Alberto Aguilar.
Maestro es aquel que logra depositar lo mejor de sí en el alma despeinada del discípulo.
De maestros ejemplares, excelsos, eximios y simiescos he conocido algunos casos, reales, palpables, de cara a mí y de jeta y malas maneras ante las maneras tradicionales de enseñanza.
Hubo uno que no bien terminaba de entrar por primera vez al aula, de inaugurar formalmente su primera clase, y ya vociferaba colérico que este país en el rubro de la educación era la estupidez y la mediocridad como formas de ser nacionales.
Su enojo reciente: no haber encontrado en la biblioteca de la escuela ningún libro de poesía al alcance de la mano. “Jóvenes, no pueden vivir tan solos en este Valle de Lágrimas. Poesía es lo que necesita nuestra pobre y cariada boca, versos versos y más versos para dulcificar el alma, para enamorarla en el centro mismo de la persona amada”.
Sin ningún reparo los alumnos se reían del maestro: ellos remaban en un Instituto Tecnológico y no eran necesarios versos ni rimas, mucho menos colocarle tono y matiz a las palabras; jamás vivirían lo del joven aquel que siente el sobresalto de la mujer que protege en sus brazos (minutos después del griterío orgiástico, ulterior a las caricias que adormecen los instintos bestiales de la carne y dejan escurrir, lentas, las gotas del sudor y esquivan el pleito ese, callado, de si fue amor o puro sexo) y se alarma, claro, al recibir de ella un aullido, producto de un mal sueño de pesada pesadilla. Tras de lo cual, él le suaviza la existencia al derramarle miel al oído: “Calma, amor mío: pronto llegará el alba”.
La memoria coloca frente a mí a otro maestro ilustre, ese que aborrecía el ocio y mejor reunía las monedas de su tiempo para reinventar sus clases y practicar, frente al espejo, los rictus afirmativos y dubitativos que quedarían imborrables en la reminiscencia atenta de sus discípulos. “Esencialmente, a contracorriente, el maestro de veras es y será un vendedor de asombro”, decía agrandando la mirada y haciendo con sus manos un espacio asombrado en el que cabía una bola de cristal imaginaria.
La maestría y el maestrazgo deslumbraban enteramente en ese maestro que no compartía ideas sino obsesiones.

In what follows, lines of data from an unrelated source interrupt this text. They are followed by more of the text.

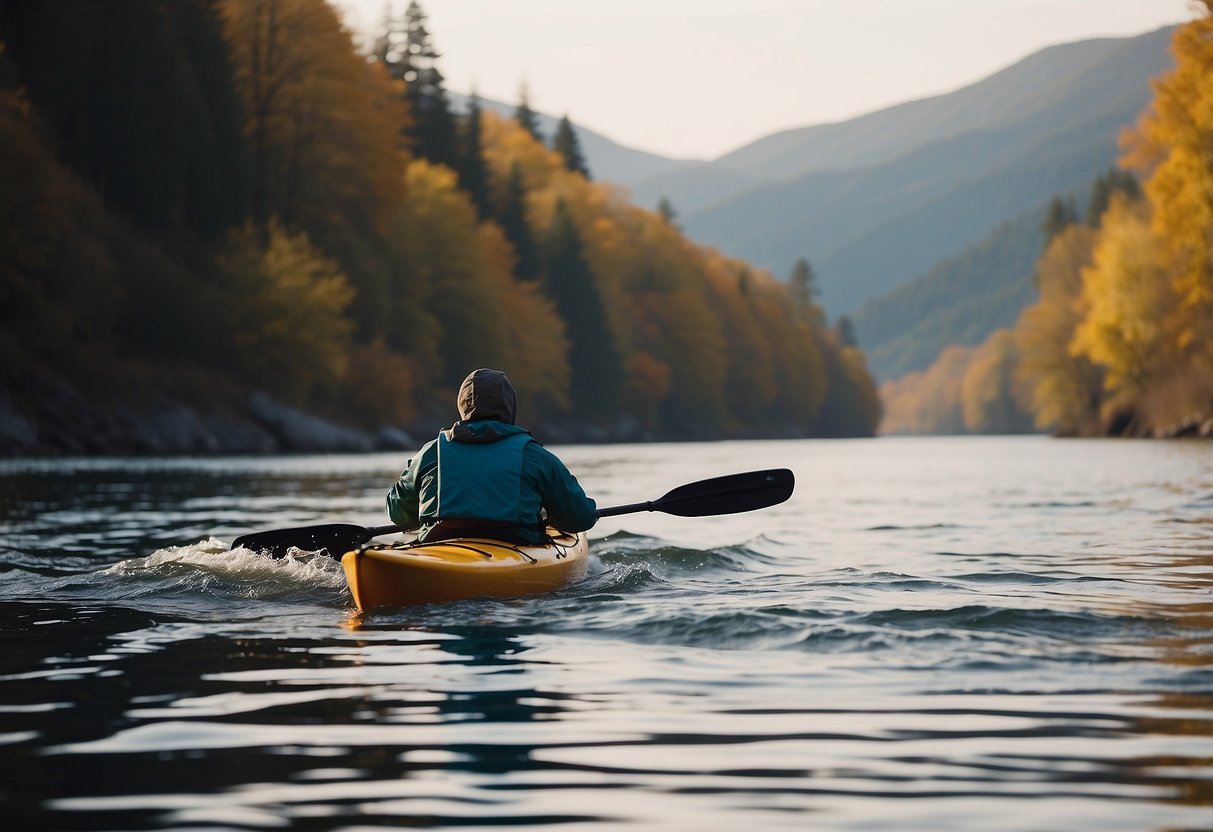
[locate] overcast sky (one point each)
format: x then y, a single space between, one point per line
699 78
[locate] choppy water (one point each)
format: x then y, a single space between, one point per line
932 634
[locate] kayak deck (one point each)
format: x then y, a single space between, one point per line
408 574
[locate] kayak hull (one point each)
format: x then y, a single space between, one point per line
462 568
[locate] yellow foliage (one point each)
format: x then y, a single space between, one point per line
929 400
1059 388
987 394
325 125
1176 140
1128 300
536 348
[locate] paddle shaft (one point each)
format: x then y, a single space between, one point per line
719 495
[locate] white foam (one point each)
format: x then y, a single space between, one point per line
211 557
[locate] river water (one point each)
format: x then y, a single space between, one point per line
961 633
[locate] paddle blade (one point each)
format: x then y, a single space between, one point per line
728 495
335 539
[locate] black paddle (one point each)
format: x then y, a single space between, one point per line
335 539
719 495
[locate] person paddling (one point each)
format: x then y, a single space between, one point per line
485 477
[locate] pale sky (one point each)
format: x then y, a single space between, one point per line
700 78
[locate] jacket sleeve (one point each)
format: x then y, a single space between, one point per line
403 499
568 507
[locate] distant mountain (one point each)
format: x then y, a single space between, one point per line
961 301
880 199
608 160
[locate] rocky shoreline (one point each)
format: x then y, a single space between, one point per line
66 422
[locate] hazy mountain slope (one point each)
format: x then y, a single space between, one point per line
889 132
609 161
913 240
1060 80
962 300
867 229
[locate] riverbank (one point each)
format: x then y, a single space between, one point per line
64 421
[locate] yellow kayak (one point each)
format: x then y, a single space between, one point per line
406 574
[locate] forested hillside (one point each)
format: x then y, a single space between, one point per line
961 301
1120 338
218 210
878 200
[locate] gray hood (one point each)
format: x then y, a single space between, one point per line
487 394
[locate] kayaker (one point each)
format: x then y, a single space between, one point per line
485 477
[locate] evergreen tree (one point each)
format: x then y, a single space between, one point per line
473 174
567 144
846 331
596 375
803 286
525 115
666 210
408 51
1061 214
513 222
1115 181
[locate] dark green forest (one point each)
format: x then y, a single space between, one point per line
221 211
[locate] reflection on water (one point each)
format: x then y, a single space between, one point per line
932 634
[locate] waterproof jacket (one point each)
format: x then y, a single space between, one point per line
489 476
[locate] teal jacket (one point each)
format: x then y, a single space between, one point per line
493 472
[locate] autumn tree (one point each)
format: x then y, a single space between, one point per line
285 329
987 388
596 376
1060 388
324 124
1172 146
565 143
514 222
1060 215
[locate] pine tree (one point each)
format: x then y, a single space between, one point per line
846 332
525 115
1061 214
803 286
408 51
1115 181
567 144
473 174
512 218
596 375
666 210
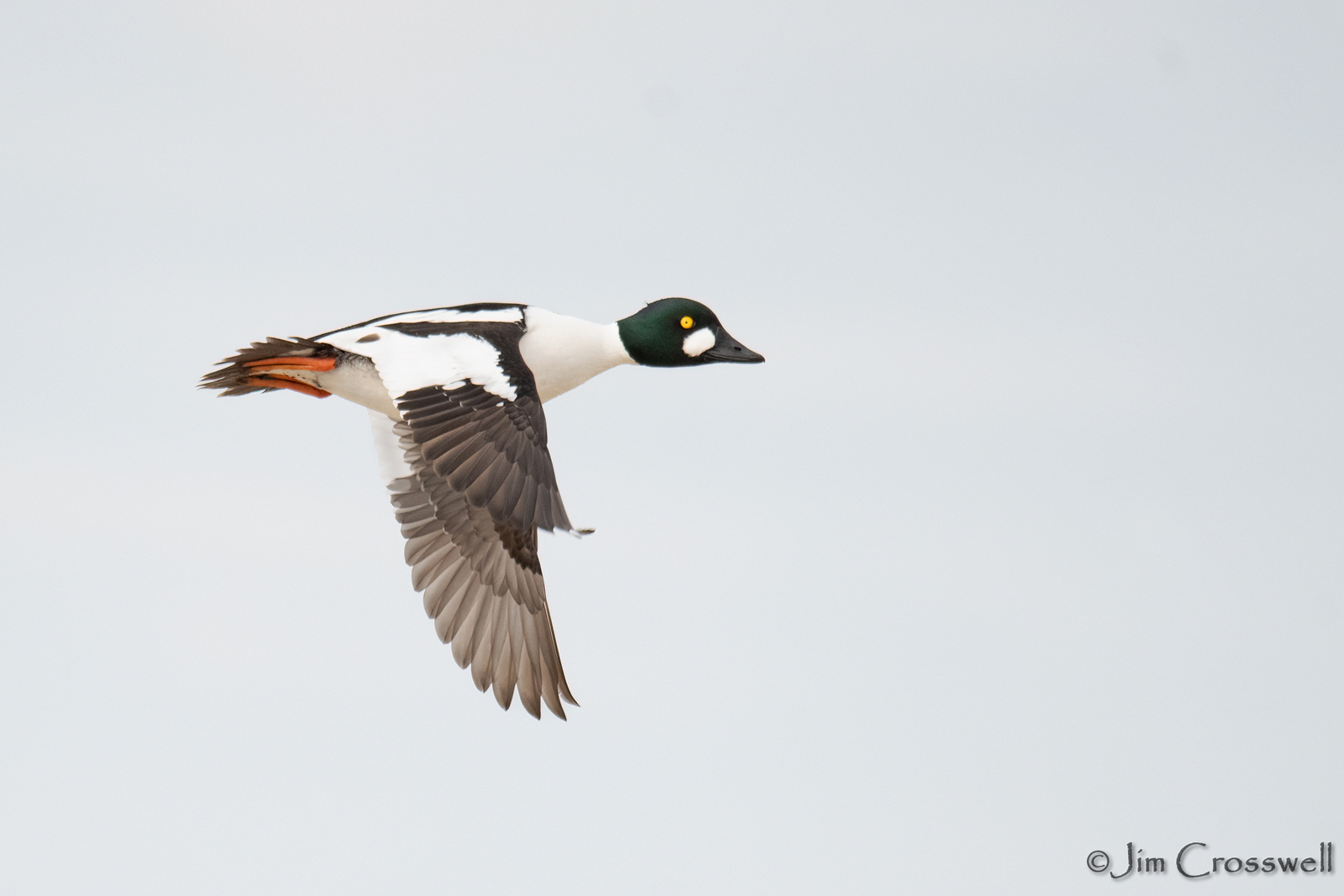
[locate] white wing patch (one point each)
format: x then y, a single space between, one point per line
407 363
698 343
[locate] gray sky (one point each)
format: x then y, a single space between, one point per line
1025 542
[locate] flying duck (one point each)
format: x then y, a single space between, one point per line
454 396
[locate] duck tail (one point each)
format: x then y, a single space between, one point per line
239 374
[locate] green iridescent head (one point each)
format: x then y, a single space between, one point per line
680 332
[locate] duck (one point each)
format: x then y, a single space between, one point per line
454 396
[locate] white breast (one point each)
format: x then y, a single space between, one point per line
564 352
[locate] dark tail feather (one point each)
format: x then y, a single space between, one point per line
233 378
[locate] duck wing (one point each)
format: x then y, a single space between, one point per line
470 481
481 578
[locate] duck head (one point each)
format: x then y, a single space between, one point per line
680 332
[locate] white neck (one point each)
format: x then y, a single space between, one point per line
564 352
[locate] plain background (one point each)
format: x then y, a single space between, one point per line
1025 542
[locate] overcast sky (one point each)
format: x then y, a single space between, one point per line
1025 542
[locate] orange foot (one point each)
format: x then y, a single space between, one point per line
270 372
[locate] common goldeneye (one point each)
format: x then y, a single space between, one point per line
454 396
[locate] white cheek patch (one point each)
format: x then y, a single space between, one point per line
698 343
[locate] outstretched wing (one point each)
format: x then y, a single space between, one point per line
460 383
481 579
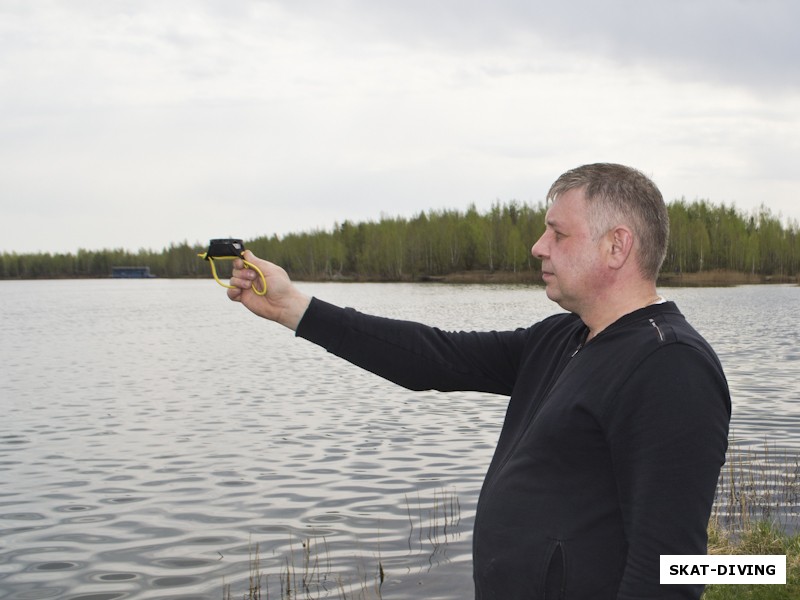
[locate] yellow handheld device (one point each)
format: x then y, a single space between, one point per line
230 249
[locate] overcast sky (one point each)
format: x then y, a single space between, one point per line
136 123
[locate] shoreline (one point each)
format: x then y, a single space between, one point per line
715 278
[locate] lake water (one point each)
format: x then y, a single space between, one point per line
154 434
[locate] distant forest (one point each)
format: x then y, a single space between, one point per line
433 244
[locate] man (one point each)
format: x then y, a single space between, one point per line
617 423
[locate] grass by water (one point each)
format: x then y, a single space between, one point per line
755 512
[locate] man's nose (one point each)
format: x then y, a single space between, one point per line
537 250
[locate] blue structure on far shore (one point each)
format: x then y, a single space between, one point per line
131 273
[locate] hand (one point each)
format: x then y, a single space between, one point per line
283 302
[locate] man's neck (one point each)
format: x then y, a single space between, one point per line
606 311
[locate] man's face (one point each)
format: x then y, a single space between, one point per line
572 265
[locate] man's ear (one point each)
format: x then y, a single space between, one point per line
620 240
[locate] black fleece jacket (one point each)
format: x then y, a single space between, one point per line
609 454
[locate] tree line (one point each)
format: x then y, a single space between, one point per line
703 237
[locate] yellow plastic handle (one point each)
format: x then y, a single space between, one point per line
247 264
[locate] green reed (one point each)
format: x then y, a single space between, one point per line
310 575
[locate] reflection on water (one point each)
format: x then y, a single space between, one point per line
154 433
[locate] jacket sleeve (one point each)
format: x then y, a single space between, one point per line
414 355
668 438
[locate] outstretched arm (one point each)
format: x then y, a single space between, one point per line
283 302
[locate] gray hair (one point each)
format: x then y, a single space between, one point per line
617 195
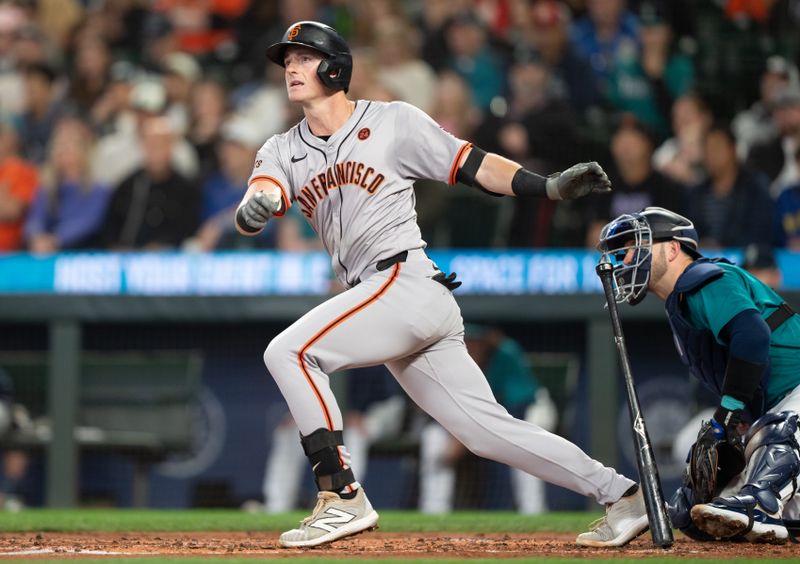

Se vestía, se disfrazaba acorde a la época que tenía que abordar y bordar según el temario y según, ya dije, sus inmediatas obsesiones. Así, la historia universal pasaba muy de cerca, viva viva ante nuestro exaltado asombro. Escuchábamos a Cristóbal Colón en el confesionario; vivíamos la miseria de Mozart, la monetaria claro, y éramos testigos de cómo al escribir frenéticamente su música Dios se encelaba un poco y lo dejaba ser, lo dejaba ser; reíamos con la mujer esa que llegó a ser Papa y consolábamos en silencio a un tal José, el carpintero que tuvo por compañera a María y a un niño que creció en la edad y el poder y la sabiduría y los sonidos del martillo y las maderas no le revelaron nunca a José el por qué le tocó una familia tan disfuncional.
Un último recuerdo. Hermoso como pocos. No bien arribaba el maestro al aula, y allá a lo lejos, simulando codazos, esquivando colmenas ficticias, vociferaba con voz de contenido llanto: “¡Abrid paso al mendigo! ¡Abrid paso al mendigo!” Qué le sucede a este profe, pensábamos todos. Afirmo que él esparcía a propósito esta interrogación. Respiraba profundo, exagerado, histriónico, mirando a todos lados; al lograr un gramo menos de alteración, asumía su culpa y decía a todos: “Queridos alumnos, cuánto me apena… no preparé clase. Vamos a llorar juntos esta afirmación por donde se le vea irresponsable”.
A cambio de su público acto de contricción, elaboraba artesanalmente las luminosas, necesarias, vitales preguntas de la vida. Era un hombre hecho jirones, era nadie, era nada en su sentidísima humildad. Pero cada pregunta expuesta al aire nos adentraba en un dédalo de espejos fascinante, profundo, imborrable.
Lo dicho: Maestro es aquel que logra depositar lo mejor de sí en el alma despeinada del discípulo.